Li Congyang, Wang Chenggang, Zhang Jiru, Zheng Wenjun, Shi Jing, Li Li, Shi Xuezhi
Department of Orthopaedics, Lu'an Hospital of Anhui Medical University, Lu'an, China.
Wound Stoma Care Clinic, Lu'an Hospital of Anhui Medical University, Anhui, China.
Front Med (Lausanne). 2025 Jun 26;12:1553274. doi: 10.3389/fmed.2025.1553274. eCollection 2025.
Currently, there is no individualized prediction model for joint function recovery after ankle fracture surgery. This study aims to develop a prediction model for poor recovery following ankle fracture surgery using various machine learning algorithms to facilitate early identification of high-risk patients.
A total of 750 patients who underwent ankle fracture surgery at Lu'an Hospital Affiliated to Anhui Medical University between January 2018 and December 2023 were followed up. The collected data were chronologically divided into a training set (599 cases) and a test set (151 cases). Feature variables were selected using the Boruta algorithm, and five machine learning algorithms (logistic regression, random forest, extreme gradient boosting, support vector machine, and lasso-stacking) were employed to construct models. The performance of these models was compared on both the training and test sets to select the best-performing model. The decision basis of the optimal model was further analyzed using Shapley Additive Explanation (SHAP) and Local Interpretable Model-Agnostic Explanations (LIME).
In total, 12 characteristic variables were identified using the Boruta algorithm. Among the five machine learning models, random forest model: AUC (training set: 0.840, test set: 0.779), accuracy (training set: 0.781, test set: 0.742); SVM: AUC (training set: 0.809, test set: 0.768), accuracy (training set: 0.751, test set: 0.728); XGBoost: AUC (training set: 0.734, test set: 0.748), accuracy (training set: 0.668, test set: 0.722); logistic regression: AUC (training set: 0.672, test set: 0.691), accuracy (training set: 0.651, test set: 0.656); lasso-stacking model: AUC (training set: 0.877, test set: 0.791), accuracy (training set: 0.796, test set: 0.762). The PR curve and decision curve of the lasso-stacking model were better than those of other models. The lasso-stacking model had the best performance. SHAP analysis showed that functional exercise compliance, combined ligament injury, and open fracture accounted for the largest proportion of SHAP values and were the most important influencing factors.

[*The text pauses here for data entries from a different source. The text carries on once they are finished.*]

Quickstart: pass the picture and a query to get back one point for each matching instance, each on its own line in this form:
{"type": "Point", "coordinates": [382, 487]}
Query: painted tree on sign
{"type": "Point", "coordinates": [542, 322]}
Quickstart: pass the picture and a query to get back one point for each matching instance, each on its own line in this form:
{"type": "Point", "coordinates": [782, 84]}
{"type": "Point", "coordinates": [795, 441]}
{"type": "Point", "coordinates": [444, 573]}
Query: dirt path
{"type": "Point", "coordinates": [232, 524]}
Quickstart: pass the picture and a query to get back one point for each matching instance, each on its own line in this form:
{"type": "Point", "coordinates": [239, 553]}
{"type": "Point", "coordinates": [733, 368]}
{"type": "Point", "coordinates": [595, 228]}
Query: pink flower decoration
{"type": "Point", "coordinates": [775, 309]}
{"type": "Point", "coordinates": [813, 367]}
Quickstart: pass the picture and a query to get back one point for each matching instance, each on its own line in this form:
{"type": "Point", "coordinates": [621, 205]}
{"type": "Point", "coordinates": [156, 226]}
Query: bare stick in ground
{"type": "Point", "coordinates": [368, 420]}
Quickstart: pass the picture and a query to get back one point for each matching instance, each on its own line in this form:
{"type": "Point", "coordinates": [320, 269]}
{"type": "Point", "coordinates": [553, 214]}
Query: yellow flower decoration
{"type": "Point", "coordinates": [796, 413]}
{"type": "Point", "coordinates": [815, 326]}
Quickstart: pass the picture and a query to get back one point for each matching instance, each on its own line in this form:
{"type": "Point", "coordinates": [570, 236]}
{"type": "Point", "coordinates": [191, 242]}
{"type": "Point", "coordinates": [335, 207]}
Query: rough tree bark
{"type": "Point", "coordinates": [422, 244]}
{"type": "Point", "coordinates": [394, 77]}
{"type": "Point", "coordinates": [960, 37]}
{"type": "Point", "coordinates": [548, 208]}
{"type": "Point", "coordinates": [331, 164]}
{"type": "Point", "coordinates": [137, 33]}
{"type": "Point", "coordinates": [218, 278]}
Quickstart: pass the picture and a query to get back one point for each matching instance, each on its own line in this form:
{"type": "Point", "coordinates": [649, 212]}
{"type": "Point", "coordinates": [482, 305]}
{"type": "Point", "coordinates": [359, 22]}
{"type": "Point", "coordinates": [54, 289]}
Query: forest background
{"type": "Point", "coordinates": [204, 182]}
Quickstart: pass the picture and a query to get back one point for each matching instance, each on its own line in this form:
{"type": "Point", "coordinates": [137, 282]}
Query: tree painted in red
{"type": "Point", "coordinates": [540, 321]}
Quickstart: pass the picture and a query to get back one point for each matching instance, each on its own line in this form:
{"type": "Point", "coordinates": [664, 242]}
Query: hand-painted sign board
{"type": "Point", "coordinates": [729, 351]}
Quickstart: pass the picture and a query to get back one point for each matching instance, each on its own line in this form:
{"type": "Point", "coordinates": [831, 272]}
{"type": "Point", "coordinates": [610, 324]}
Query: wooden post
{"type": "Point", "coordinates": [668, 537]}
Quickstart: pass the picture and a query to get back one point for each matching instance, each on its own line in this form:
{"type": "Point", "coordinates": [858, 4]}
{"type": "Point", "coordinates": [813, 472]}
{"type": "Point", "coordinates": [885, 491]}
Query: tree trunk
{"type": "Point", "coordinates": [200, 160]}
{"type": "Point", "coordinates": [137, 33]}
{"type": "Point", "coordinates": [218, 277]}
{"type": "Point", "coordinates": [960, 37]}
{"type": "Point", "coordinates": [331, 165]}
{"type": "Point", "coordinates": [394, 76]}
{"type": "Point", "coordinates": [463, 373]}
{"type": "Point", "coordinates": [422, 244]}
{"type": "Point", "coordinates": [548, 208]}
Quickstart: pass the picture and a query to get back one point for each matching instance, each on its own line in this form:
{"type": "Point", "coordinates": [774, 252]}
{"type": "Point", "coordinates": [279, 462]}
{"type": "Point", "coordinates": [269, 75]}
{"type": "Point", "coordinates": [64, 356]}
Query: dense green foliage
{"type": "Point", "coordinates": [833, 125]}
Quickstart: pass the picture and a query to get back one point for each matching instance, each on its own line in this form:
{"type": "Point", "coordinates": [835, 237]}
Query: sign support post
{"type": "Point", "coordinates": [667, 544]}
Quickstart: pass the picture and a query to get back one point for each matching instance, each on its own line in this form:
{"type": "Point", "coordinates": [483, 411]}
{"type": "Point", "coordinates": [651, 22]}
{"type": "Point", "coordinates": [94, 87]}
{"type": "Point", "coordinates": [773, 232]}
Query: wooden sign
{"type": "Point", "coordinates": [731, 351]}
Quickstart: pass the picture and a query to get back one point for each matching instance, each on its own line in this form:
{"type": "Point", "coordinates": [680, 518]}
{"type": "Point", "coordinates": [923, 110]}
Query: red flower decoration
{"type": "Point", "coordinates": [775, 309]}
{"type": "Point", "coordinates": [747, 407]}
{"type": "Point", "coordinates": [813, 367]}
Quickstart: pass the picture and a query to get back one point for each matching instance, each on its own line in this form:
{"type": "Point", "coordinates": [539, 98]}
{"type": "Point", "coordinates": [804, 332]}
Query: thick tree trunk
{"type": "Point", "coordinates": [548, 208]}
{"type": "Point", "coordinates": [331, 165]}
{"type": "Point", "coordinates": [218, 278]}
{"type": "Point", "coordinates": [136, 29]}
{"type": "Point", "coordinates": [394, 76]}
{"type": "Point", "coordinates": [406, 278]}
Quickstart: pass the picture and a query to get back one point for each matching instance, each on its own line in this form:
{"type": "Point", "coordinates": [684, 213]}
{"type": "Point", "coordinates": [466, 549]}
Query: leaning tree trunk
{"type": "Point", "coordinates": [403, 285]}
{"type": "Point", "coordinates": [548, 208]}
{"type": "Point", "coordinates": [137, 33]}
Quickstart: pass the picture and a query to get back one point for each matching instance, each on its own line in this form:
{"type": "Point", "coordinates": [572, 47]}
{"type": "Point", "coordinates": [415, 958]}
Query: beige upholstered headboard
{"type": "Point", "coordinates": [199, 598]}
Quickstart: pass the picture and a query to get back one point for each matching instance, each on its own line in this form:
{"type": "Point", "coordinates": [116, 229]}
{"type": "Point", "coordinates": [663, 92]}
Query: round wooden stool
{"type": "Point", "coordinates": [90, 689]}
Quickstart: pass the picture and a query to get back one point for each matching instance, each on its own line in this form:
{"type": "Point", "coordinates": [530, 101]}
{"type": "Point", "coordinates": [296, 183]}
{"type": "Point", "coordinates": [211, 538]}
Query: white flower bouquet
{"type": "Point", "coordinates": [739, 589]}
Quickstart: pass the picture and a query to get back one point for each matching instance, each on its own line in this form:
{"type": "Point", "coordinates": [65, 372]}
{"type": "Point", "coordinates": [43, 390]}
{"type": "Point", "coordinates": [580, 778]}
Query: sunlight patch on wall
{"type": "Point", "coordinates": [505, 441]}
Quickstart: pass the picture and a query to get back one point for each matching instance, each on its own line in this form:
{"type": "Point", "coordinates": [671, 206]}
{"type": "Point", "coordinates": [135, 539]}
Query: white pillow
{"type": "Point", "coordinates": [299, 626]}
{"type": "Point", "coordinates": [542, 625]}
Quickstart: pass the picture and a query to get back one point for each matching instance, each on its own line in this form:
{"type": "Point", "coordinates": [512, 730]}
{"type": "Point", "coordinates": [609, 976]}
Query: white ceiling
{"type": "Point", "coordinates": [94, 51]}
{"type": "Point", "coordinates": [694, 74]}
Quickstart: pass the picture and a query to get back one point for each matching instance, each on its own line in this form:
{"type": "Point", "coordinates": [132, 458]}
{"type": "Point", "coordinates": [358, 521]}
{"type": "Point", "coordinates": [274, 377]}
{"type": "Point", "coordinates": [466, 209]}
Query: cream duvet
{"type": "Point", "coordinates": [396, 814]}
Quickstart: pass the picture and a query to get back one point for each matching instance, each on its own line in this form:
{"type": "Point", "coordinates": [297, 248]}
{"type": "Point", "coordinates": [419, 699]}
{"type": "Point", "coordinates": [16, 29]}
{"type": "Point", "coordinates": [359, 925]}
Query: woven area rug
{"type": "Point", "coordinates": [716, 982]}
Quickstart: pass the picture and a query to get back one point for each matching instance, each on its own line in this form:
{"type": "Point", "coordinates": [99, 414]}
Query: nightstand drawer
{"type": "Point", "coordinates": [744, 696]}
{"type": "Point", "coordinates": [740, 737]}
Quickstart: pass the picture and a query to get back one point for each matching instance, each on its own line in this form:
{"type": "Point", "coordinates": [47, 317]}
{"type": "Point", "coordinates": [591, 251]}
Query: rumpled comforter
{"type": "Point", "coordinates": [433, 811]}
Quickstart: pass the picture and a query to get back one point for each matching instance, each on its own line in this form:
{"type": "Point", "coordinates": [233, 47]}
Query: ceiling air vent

Through evaluation and comparison of the developed models, the lasso-stacking model demonstrated the best performance and is more suitable for predicting joint function recovery after ankle surgery. This model can be further validated externally and applied in clinical practice.
目前尚无用于预测踝关节骨折手术后关节功能恢复情况的个体化模型。本研究旨在利用多种机器学习算法开发一种预测踝关节骨折手术后恢复不佳的模型,以促进对高危患者的早期识别。
对2018年1月至2023年12月在安徽医科大学附属六安医院接受踝关节骨折手术的750例患者进行随访。将收集到的数据按时间顺序分为训练集(599例)和测试集(151例)。使用Boruta算法选择特征变量,并采用五种机器学习算法(逻辑回归、随机森林、极端梯度提升、支持向量机和套索堆叠)构建模型。在训练集和测试集上比较这些模型的性能,以选择性能最佳的模型。使用夏普利值相加解释法(SHAP)和局部可解释模型无关解释法(LIME)进一步分析最佳模型的决策依据。
使用Boruta算法共识别出12个特征变量。在五个机器学习模型中,随机森林模型:AUC(训练集:0.840,测试集:0.779),准确率(训练集:0.781,测试集:0.742);支持向量机:AUC(训练集:0.809,测试集:0.768),准确率(训练集:0.751,测试集:0.728);极端梯度提升:AUC(训练集:0.734,测试集:0.748),准确率(训练集:0.668,测试集:0.722);逻辑回归:AUC(训练集:0.672,测试集:0.691),准确率(训练集:0.651,测试集:0.656);套索堆叠模型:AUC(训练集:0.877,测试集:0.791),准确率(训练集:0.796,测试集:0.762)。套索堆叠模型的PR曲线和决策曲线优于其他模型。套索堆叠模型性能最佳。SHAP分析表明,功能锻炼依从性、合并韧带损伤和开放性骨折在SHAP值中占比最大,是最重要的影响因素。
通过对所开发模型的评估和比较,套索堆叠模型表现出最佳性能,更适合预测踝关节手术后的关节功能恢复情况。该模型可进一步进行外部验证并应用于临床实践。